The brick town hall building with a copper, continuous gable roof takes up the form of a palace of princely palaces and rises on the north side of the market square. Spiritual power has always flanked the seat of the council: St. Petri Cathedral and Church of Our Lady “frame” the town hall building with its open arcades. While the town hall was built “eye to eye” with the bishop’s church in Osnabrück, the stone Roland was simply set up in Bremen in the early 15th century so that the bishop could not avoid this symbol of market and city freedom when leaving the cathedral catch sight of. With the Roland figure – a youthful warrior in armor and cloak, who raises his sword high – reference was made to Emperor Charlemagne, the alleged founder of the city.
When the seat of the councilors originated, the building, originally built in Gothic austerity, was just as large as the seat of the archbishop – this was another way of expressing the self-confidence of the citizens of Bremen. At the same time, the design of the facades, which adorn larger-than-life figures of the emperor and his seven electors, shows the relationship between the Hanseatic city of Bremen and the empire. The two large halls on top of each other and the portals on the eastern and western fronts bear witness to the original building. In particular, the lower hall with two rows of ten mighty, oak support pillars is a typical example of the sparseness of Gothic secular architecture.
According to the plans of Lüder von Bentheim and Hans Vredeman de Vries, the town hall was rebuilt from 1608 to 1612. First of all, the central part of the building was torn down, the windows widened and a three-axis central projection with a “Flemish gable” was built. The “front” of the town hall is a masterpiece of stonemasonry: in addition to the coats of arms of four mayors, there are reliefs in the spandrels of the arcade arches that showcase various virtues. Between the spandrels you can see pendants of fruit and busts (herms). The friezes above the arcade are dedicated to subjects such as “Triumph of temperance over greed” or depict images of the four evangelists.

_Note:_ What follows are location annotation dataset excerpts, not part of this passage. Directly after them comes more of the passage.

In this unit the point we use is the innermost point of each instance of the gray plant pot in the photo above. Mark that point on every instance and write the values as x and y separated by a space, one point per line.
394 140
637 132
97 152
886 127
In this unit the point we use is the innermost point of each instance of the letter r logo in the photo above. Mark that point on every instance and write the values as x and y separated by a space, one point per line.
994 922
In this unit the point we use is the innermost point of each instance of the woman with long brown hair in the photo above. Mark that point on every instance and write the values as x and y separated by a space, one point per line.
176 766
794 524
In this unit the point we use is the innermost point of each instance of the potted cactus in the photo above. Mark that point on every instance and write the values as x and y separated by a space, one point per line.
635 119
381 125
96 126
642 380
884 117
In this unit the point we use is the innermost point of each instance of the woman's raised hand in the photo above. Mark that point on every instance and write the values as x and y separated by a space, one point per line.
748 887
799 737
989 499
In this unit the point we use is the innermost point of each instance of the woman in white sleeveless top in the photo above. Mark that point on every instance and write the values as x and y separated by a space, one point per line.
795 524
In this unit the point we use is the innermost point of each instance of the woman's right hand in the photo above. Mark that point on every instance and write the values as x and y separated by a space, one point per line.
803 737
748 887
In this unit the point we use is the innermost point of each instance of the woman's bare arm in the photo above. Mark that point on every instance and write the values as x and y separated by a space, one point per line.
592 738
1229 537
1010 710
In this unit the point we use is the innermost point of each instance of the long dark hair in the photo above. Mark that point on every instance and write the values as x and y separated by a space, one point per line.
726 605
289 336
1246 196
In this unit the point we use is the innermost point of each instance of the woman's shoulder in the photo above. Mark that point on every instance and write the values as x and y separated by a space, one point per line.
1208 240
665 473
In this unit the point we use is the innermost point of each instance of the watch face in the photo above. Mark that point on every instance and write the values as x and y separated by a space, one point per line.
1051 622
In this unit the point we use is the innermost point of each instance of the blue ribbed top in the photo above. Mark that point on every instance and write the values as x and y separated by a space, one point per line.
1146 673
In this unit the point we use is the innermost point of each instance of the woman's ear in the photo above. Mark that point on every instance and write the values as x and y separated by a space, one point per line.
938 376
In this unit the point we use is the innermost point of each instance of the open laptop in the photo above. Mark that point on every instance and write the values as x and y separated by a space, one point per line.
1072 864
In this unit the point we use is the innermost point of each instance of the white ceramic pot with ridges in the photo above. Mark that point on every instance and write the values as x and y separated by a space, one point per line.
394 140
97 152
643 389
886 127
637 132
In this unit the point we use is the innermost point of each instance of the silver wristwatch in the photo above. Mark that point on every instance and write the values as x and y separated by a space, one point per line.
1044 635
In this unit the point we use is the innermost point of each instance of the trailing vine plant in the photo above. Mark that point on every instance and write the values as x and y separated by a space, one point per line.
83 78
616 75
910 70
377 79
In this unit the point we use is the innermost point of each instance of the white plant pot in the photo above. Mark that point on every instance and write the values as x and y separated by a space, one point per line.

When the town hall was expanded, it was clear from the start that a harmonious overall picture of the new and old town hall was to be created. The lead architect Gabriel von Seidl (* 1848, † 1913) succeeded in merging the medieval hall construction and the three times larger new building. In doing so, lavish ornamental furnishings were deliberately avoided for the new building.
According to ehealthfacts, while other town halls in Germany did not survive the turmoil of time unscathed, Bremen town hall was spared such a fate. The two city hall halls on top of each other have also been preserved to this day. The upper floor is used for representative purposes only, while the lower and the arcades were originally used by the “common” people on market days. In contrast, the city council met in the upper hall. But justice was also pronounced there, and delegates from other countries were received. Today the hall is used for receptions and concerts. The huge wall paintings The Solomonic Judgment and The Founding of Bremen are particularly impressive. Another gem is the Güldenkammer, a total work of art preserved in pure Art Nouveau style.